Russian hackers were in Kyivstar's system for months - SBU
According to the head of the SBU cyber security department, hackers could steal personal information, locate phones, and intercept SMS messages.
Russian hackers have been in the system of the Ukrainian operator Kyivstar for months. The cyberattack in December should serve as a "big warning" to the West, the head of the SBU cyber security department, Ilya Vityuk, told Reuters in an interview.
In the interview, Ilya Vityuk revealed details of the hack, which he said caused "catastrophic" damage and was intended to deal a psychological blow and gather intelligence.
This attack is a big message, a big warning not only for Ukraine but also for the entire Western world so that they realise that no one is really untouchable," Ilya Vityuk said.
He said the attack destroyed "almost everything", including thousands of virtual servers and PCs, and described it as probably the first example of a devastating cyberattack that "completely destroyed the core of a telecom operator".
The SBU investigation found that hackers probably tried to infiltrate Kyivstar in March or earlier, Vityuk said in an interview.
At the moment we can say with certainty that they have been in the system since at least May 2023. I can not now say from what time they had full access: probably at least since November - he said.
It is noted that the SBU estimates that the hackers could steal personal information, locate phones, intercept SMS messages and possibly steal Telegram accounts.

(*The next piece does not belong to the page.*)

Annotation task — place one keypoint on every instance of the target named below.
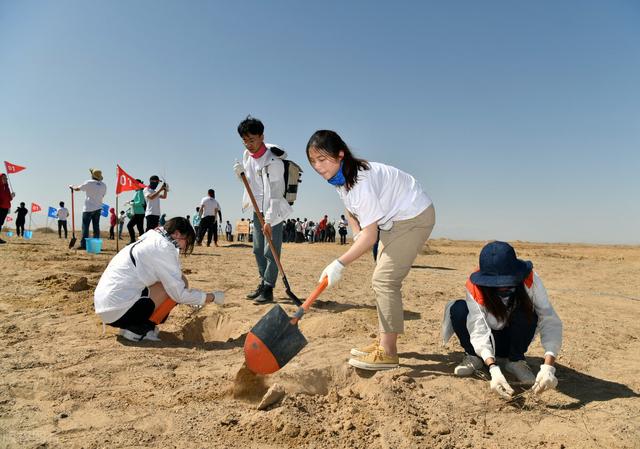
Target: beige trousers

Vityuk said the SBU helped Kyivstar restore its systems in a matter of days and fend off new cyberattacks.
After a serious interruption, a number of new attempts were made to cause more damage to the operator," he said.
The cyber attack has reportedly caused people to rush to buy other SIM cards, creating large queues. ATMs that use Kyivstar SIM cards to access the Internet stopped working, and the air-raid siren used during missile and drone attacks did not work properly in some regions.
According to Vityuk, the attack had little impact on the Ukrainian army, which did not rely on telecom operators and used, in his words, "different algorithms and protocols".
We shall remind you that as a result of the cyberattack, a large-scale disruption in the work of the mobile operator Kyivstar occurred on the morning of 12 December.